I’ve been moblogging ETech like mad for the past two days, but you might not know it unless you stop by Wired News’ Monkey Bites blog, where I am a guest blogger. You might not know it even then, since the posts are appearing under the regular blogger’s name, Michael Calore. Regular readers of that blog are probably wondering what the hell is going on, since the flow of posts just quintupled. Hah! Let them wonder.
ETech is a remarkable show in several ways. It’s a tremendous collection of really smart geeks, for one thing. It’s also incredibly dense with information. Keynotes start early in the morning and proceed, bam bam bam, until the early afternoon–when in-depth tutorials start. Then in the evening you can schmooze, check out the two dozen or so vendor booths, or go join a “birds of a feather” discussion group. It all amounts to an incredible overload of information, which is ironic given the topic of this year’s show is the incredible overload of information.
Annalee Newitz, a columnist who I’ve grown to like more and more over the past year, has a timely piece on the subject. She came across some cognitive science research showing that people making decisions in noisy environments are actually more confident of their decisions than those in quiet, focused environments–even though their choices are not empirically better.
Metroactive Features | Techsploits (thanks to 43Folders for the pointer)
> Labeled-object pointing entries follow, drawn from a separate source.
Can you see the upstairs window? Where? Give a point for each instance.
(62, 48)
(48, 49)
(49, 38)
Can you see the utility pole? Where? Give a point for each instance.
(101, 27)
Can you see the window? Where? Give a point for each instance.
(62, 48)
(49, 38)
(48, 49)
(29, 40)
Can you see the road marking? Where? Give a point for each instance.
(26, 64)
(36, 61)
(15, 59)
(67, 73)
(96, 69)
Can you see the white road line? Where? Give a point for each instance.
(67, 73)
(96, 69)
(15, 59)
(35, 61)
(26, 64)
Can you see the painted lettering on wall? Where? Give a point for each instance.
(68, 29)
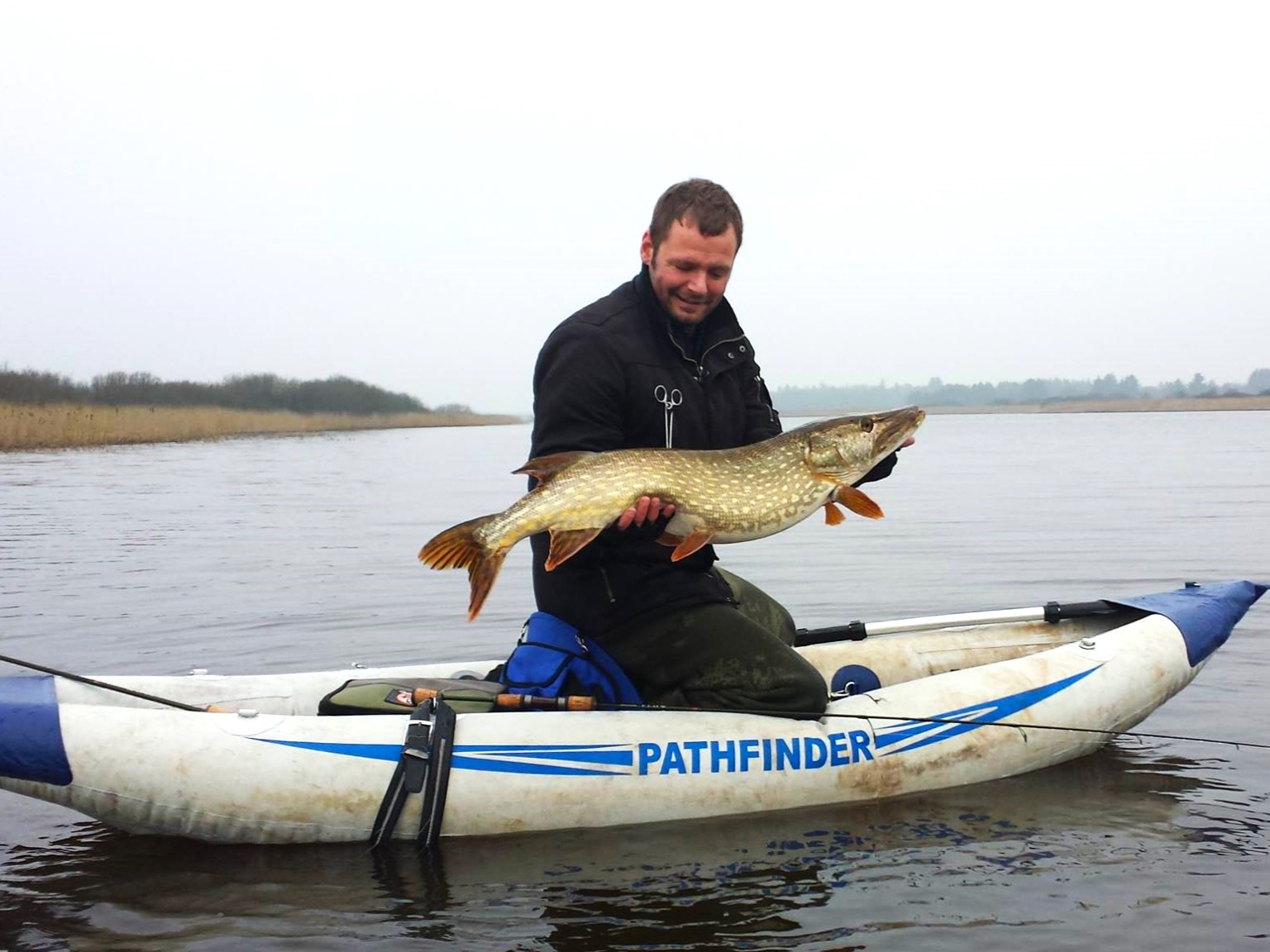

That ties in nicely with a talk Linda Stone gave yesterday morning, where she talked about the phenomenon of “continuous partial attention” — constantly scanning your BlackBerry for new messages while talking with someone face to face, for instance, or watching headlines while you scan your inbox. People are getting tired of maintaining continuous partial attention, she claimed, and are desperate for new ways of organizing their information flows so they can stay connected without having to divide their attention all the time. (UPDATE 3/14/06: here’s a transcript of Linda Stone’s talk.)
That said, I find that conferences are great places to think, and ETech is a shining example. Going to a new location, surrounding yourself with new people, and having new ideas poured into your head for 10 hours a day is very stimulating to creativity, even if you aren’t always paying attention to the speaker or taking exacting notes. The trick is transferring all your great conference ideas back home and finding a way to plug them in to your regular life.
I’ll continue posting to Monkey Bites today and tomorrow. Stay tuned.
[tags]etech, etech06, attention economy[/tags]
Good to run into you at ETech. ETech is really unlike any other conference I have attended: it is very raw and very exciting.
Bruce Sterling’s speech alone forced me to tap into brain reserves that have been inactive since college.
The cognitive science article that your friend mentions is very interesting! It’s also very technical so only “cog sci geeks” are likely to be able to evaluate it. (Why, yes, thanks, I’ll be happy to!)
It is indeed a fine study, very well done, but be careful about “overgeneralizing” the results. It has long been known that attention manifests “pop out” effects, where some stimuli literally pop out from surrounding clutter. This is the opposite of the effect found in the new study; sometimes clutter HELPS see a novel item!
Is clutter always bad? Nope; it depends on the nature of the stimulus, the kind of clutter, and the goals of the observer. Just like one’s confidence that they’ve made the right call. “Attention Consumers” (love the term) just aren’t going to have it all THAT easy! (Gotta’ go — incoming email!)
Another reason I’m bummed to have missed ETech–would’ve been fun to meet you.